十三

 私は千佳子に、アンチェインド・メロディのカラオケを流してくれるよう注文した。カズちゃんと睦子が拍手する。何だろうという表情の主人たちに、
「アンチェインドというのは解放という意味です。刑務所にいる囚人が恋人に宛てて、まだきみはぼくのものかと歌うんです。青高一年の冬にラジオで聴きました。よく山口が歌っていた曲です」
 前奏が流れる。私はステージに立った。高らかに歌い出す。

 Whoa, my love
 My darling
 I’ve hungered for your touch
 A long, lonely time
 And time goes by so slowly
 And time can do so much
 Are you still mine?

 高く長く歌い上げる。
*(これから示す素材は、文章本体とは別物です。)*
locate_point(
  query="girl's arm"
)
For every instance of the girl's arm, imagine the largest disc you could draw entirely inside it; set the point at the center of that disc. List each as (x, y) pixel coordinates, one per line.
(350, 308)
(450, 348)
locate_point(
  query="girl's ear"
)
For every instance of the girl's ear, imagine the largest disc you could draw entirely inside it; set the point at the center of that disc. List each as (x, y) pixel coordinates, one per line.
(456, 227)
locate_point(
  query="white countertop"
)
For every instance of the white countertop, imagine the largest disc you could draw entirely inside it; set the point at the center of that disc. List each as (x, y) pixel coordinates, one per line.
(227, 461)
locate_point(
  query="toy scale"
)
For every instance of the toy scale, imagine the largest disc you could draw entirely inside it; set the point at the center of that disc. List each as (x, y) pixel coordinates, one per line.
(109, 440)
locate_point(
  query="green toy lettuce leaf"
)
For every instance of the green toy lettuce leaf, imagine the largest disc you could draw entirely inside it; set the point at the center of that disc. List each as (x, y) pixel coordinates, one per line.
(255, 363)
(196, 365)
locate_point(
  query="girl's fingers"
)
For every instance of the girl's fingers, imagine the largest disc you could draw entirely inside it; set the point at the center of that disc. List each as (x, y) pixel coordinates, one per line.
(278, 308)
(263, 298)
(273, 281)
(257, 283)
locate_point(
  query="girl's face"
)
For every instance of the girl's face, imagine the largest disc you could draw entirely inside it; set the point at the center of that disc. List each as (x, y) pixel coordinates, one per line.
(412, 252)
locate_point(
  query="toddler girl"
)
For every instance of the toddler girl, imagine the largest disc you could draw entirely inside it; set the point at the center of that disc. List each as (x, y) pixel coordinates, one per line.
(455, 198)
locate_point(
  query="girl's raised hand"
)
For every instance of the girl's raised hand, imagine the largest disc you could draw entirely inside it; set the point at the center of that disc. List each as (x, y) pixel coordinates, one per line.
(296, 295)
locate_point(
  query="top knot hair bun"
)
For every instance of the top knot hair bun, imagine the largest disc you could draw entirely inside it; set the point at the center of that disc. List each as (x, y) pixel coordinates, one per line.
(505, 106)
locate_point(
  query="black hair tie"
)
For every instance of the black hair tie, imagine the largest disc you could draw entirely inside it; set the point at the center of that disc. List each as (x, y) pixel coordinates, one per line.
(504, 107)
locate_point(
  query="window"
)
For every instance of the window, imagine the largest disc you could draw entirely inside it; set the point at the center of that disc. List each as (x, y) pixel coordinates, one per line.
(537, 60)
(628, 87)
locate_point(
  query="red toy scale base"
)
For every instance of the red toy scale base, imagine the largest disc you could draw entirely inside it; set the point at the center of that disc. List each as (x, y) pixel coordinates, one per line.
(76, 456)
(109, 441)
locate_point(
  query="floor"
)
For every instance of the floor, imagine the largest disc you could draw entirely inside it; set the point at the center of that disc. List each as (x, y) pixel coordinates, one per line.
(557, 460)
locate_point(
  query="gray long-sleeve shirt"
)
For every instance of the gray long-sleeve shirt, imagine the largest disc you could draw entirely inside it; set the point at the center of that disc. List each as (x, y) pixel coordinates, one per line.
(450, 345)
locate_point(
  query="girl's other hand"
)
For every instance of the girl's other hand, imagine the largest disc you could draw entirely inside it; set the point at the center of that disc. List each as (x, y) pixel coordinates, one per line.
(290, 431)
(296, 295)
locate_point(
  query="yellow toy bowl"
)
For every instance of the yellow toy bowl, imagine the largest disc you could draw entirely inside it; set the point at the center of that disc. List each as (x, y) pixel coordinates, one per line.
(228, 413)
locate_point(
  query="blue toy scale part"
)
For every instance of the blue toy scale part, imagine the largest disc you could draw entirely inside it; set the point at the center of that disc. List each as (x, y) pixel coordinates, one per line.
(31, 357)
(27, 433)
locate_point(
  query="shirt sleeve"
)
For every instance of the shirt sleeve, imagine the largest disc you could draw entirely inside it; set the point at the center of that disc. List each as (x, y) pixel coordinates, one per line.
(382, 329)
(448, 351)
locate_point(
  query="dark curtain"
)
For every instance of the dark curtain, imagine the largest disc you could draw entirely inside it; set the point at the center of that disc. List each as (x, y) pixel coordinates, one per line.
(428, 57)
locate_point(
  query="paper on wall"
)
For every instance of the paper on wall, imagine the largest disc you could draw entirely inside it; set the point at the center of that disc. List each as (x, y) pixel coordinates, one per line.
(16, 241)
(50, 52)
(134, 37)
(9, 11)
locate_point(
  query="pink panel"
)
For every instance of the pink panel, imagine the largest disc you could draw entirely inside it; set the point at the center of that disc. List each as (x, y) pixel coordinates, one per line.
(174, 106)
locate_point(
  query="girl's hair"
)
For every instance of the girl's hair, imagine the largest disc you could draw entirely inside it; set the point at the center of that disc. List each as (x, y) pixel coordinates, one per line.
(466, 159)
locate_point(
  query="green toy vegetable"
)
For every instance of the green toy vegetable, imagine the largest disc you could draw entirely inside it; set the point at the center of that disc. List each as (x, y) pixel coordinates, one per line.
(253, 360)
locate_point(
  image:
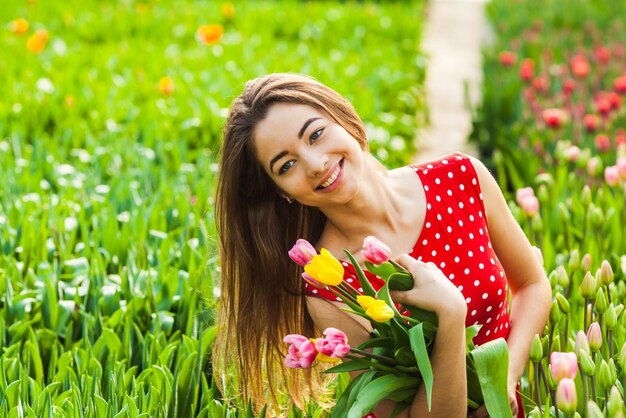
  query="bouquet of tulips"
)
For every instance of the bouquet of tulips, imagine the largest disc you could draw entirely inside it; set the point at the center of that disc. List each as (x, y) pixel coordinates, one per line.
(395, 361)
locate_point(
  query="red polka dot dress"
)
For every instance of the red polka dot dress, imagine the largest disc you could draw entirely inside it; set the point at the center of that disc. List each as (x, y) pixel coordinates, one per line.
(455, 237)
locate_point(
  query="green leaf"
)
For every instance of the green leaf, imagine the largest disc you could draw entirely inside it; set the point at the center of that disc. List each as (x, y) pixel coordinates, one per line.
(383, 270)
(418, 345)
(368, 290)
(491, 360)
(377, 390)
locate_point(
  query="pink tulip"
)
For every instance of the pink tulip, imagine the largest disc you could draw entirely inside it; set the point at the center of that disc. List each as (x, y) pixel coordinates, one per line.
(563, 365)
(572, 153)
(375, 251)
(566, 398)
(621, 167)
(530, 206)
(302, 252)
(334, 344)
(310, 280)
(594, 336)
(301, 352)
(522, 193)
(611, 175)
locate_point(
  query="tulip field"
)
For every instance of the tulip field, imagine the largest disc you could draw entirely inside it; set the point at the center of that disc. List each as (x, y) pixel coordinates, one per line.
(110, 122)
(111, 116)
(551, 126)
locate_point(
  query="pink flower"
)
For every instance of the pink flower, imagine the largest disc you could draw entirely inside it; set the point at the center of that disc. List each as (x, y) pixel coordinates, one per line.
(563, 365)
(301, 352)
(310, 280)
(375, 251)
(611, 175)
(530, 205)
(572, 153)
(566, 399)
(302, 252)
(523, 193)
(334, 344)
(621, 166)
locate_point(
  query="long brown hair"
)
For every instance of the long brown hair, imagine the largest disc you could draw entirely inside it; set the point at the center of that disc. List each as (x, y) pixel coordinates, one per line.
(261, 291)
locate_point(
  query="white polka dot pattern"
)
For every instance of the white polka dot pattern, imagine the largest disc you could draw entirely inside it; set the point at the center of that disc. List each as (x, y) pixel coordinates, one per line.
(454, 237)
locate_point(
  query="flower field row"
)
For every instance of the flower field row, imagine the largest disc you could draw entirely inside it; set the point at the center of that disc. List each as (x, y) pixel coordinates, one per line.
(552, 125)
(110, 120)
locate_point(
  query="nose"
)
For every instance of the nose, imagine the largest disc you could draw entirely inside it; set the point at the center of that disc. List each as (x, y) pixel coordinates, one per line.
(316, 163)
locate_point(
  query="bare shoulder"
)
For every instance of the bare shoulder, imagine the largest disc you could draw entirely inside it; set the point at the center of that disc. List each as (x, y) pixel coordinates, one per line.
(327, 314)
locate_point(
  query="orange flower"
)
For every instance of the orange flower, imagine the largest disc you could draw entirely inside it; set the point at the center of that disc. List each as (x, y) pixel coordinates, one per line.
(19, 26)
(38, 41)
(228, 10)
(210, 34)
(166, 85)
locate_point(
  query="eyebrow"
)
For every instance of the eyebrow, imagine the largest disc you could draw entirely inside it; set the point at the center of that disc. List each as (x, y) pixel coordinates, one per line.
(306, 124)
(283, 153)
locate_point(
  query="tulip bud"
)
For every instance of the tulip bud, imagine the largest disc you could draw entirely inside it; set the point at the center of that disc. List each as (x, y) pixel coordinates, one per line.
(606, 273)
(586, 195)
(615, 404)
(586, 363)
(566, 398)
(375, 251)
(593, 411)
(556, 343)
(555, 313)
(563, 365)
(601, 302)
(594, 336)
(574, 259)
(604, 376)
(610, 317)
(562, 277)
(585, 264)
(588, 286)
(536, 351)
(581, 343)
(563, 303)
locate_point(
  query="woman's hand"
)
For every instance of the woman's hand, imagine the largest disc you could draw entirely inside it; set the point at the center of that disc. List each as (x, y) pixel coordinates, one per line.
(432, 290)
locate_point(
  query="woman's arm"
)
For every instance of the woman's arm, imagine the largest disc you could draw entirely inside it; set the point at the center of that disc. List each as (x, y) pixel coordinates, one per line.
(530, 288)
(432, 291)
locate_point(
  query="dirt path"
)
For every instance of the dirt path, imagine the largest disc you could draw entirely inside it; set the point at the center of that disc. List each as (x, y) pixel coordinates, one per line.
(454, 33)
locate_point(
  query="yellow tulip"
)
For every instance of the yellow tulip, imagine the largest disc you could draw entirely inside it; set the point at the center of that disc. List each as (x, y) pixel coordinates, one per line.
(376, 309)
(325, 268)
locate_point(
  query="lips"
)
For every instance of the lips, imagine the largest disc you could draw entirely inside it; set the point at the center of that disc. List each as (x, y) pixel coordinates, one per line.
(330, 179)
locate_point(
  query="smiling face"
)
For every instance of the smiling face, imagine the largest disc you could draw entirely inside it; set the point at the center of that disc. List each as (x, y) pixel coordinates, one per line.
(308, 155)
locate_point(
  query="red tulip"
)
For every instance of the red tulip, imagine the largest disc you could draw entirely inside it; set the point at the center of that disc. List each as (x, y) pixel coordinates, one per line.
(554, 118)
(507, 58)
(591, 122)
(527, 69)
(603, 143)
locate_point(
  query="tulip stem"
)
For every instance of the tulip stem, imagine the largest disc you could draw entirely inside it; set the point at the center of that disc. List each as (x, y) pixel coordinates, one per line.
(537, 388)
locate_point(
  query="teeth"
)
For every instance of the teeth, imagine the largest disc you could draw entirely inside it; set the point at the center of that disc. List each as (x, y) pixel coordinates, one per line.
(332, 178)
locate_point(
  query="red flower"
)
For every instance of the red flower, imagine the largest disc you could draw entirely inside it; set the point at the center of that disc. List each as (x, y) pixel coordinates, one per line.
(554, 118)
(603, 143)
(591, 122)
(619, 85)
(527, 69)
(507, 58)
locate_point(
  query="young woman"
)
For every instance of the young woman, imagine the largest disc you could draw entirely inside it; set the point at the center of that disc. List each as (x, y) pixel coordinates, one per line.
(295, 164)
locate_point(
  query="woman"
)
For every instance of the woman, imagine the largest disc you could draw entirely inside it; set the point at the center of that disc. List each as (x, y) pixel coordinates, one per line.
(295, 164)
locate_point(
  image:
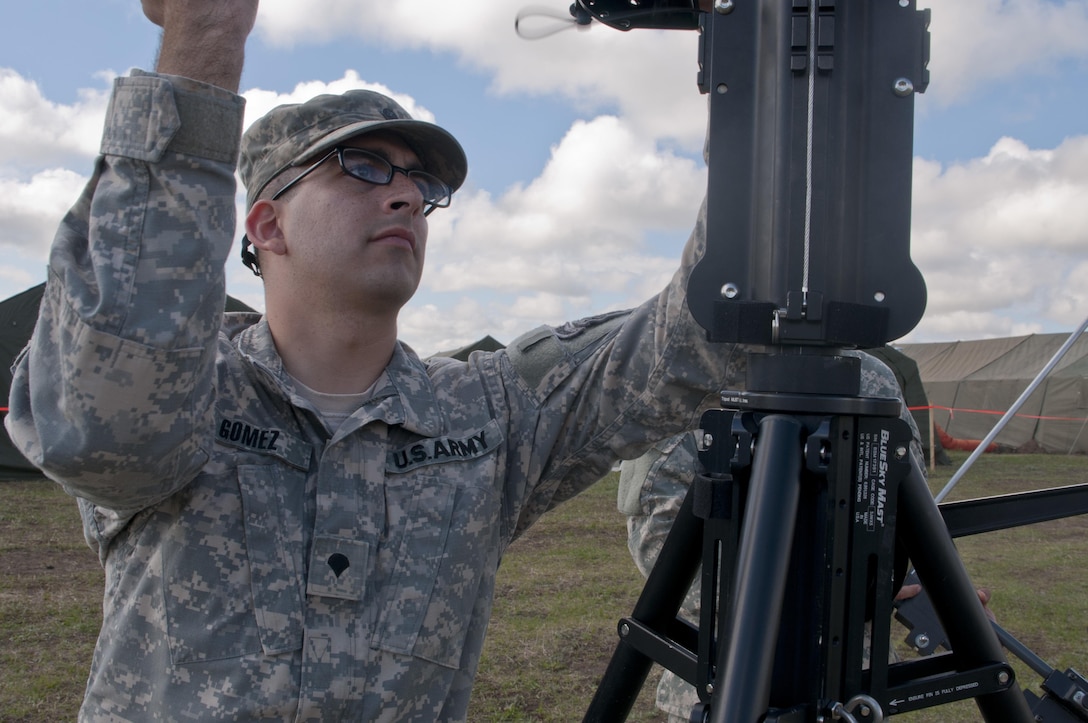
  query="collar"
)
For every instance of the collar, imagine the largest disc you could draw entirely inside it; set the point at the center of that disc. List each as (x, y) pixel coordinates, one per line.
(404, 395)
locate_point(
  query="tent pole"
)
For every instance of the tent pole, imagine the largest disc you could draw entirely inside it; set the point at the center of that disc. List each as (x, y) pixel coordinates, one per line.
(1012, 412)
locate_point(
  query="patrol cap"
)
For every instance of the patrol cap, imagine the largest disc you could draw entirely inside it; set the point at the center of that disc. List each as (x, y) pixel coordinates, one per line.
(289, 135)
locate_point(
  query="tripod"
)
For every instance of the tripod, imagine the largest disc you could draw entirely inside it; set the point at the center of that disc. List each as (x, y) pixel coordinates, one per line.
(810, 486)
(799, 537)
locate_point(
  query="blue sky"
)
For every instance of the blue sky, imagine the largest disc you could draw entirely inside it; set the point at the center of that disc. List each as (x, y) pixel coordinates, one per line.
(584, 151)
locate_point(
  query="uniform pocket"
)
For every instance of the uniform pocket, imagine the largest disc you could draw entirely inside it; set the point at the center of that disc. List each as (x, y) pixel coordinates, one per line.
(231, 578)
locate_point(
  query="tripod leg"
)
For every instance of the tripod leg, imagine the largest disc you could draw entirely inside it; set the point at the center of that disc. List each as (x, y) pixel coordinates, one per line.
(926, 538)
(656, 608)
(745, 667)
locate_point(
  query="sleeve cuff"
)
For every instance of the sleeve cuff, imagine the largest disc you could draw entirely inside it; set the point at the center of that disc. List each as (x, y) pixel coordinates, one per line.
(151, 114)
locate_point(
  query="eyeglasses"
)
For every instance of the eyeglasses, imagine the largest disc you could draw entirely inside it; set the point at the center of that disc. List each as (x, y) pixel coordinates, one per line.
(372, 169)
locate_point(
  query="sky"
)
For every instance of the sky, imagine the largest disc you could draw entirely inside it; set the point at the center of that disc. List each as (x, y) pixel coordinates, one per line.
(585, 150)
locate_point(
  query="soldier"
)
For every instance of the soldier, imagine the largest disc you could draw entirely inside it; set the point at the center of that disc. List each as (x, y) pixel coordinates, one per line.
(300, 520)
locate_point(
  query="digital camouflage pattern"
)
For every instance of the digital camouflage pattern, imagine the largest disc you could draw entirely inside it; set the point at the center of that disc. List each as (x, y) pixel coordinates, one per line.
(260, 565)
(296, 133)
(651, 491)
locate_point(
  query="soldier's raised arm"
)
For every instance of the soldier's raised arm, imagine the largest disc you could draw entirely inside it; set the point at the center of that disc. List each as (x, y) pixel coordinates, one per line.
(202, 39)
(112, 397)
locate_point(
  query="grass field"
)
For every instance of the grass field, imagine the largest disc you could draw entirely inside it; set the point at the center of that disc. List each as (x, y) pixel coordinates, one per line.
(560, 590)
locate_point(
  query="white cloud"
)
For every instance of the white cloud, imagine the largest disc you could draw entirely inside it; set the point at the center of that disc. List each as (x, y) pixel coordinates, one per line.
(1001, 240)
(976, 42)
(31, 211)
(35, 132)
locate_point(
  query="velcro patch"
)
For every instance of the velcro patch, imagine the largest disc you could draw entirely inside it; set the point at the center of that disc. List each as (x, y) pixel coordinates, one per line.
(437, 450)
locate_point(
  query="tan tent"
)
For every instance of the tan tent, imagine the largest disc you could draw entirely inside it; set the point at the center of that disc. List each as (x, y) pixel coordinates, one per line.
(972, 384)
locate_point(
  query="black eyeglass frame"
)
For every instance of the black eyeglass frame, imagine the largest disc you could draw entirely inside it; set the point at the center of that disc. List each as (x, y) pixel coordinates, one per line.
(429, 181)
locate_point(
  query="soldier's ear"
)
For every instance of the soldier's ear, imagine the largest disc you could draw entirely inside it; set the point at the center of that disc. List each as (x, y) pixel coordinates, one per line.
(264, 229)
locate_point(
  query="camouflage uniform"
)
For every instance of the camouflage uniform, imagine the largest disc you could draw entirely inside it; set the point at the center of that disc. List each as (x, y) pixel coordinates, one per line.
(260, 565)
(651, 491)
ピー! と菅野の指笛が鳴った。店の女たちが目を剥き、激しく拍手する。一家の者は驚かず、じっくり聴く構えになる。

 I need your love
 I need your love
 God speed your love to me

 カズちゃんが祈るようにこぶしを胸の前で握っている。女将はわけもわからず歌声に打たれてハンカチを目に当てた。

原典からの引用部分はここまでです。